Referee Harassment in Sports

Referee Harassment in Sports

MERIDIAN TOWNSHIP - Referee's may have the toughest job in sports. They are rarely praised and often criticized, but can they be bullied. The traditional definition doesn't really apply, but referee harassment is a very real thing. Kevin McCullough is a referee at Suburban Ice in East Lansing and says that USA hockey outlines clear rules for referee treatment.

"USA hockey has their zero tolerance policy, which means for any talk-back at all, you can get a misconduct penalty which means you're out for the game," McCullough said.

But many times he says that he'll give players a break in the heat of the moment.

"We try to be a little more lenient with the players out there," he said. "I don't mind if they say a few words back to me. I understand if they get a little heated, and some emotion running, and that's okay if it doesn't get out of control."

He says that physical contact of any kind is never tolerated.

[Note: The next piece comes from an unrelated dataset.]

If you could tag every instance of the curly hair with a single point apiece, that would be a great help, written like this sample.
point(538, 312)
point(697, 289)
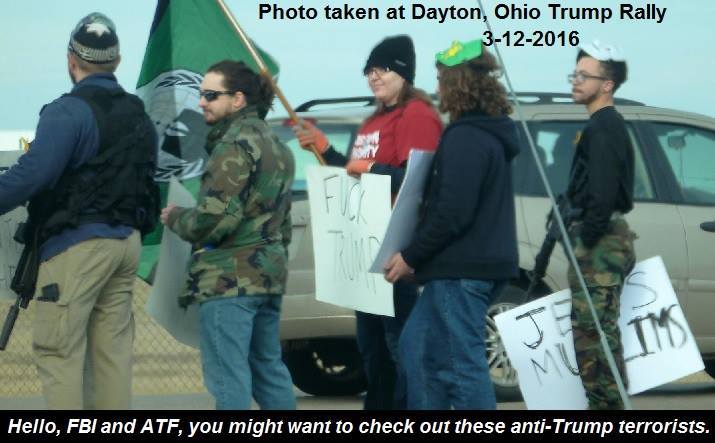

"There is zero tolerance for any aggression towards referees," he said. "It's up to the referee. His discretion. There are two referee's out there and they can talk about it. He can get up to a match penalty, which is the most severe penalty in USA hockey. That means that you are immediately suspended from all of USA hockey, no matter where you are in the country, until you have a hearing. That's done by the local MAHA board, which is the Michigan Association for hockey. Then they deem your punishment. It could be as severe as the rest of your life you are suspended, or you could just get time served. So it's very severe."

McCullough says that being a referee has changed his perspective when he's on the ice, playing.

"It's calmed me down a lot," he said. "Especially back in high school. I used to get out of control on a couple things, really talking back to the refs and what not, and now I realize how hard of a job it is. So I'm talking and saying thank you to these guys when they're doing my games now."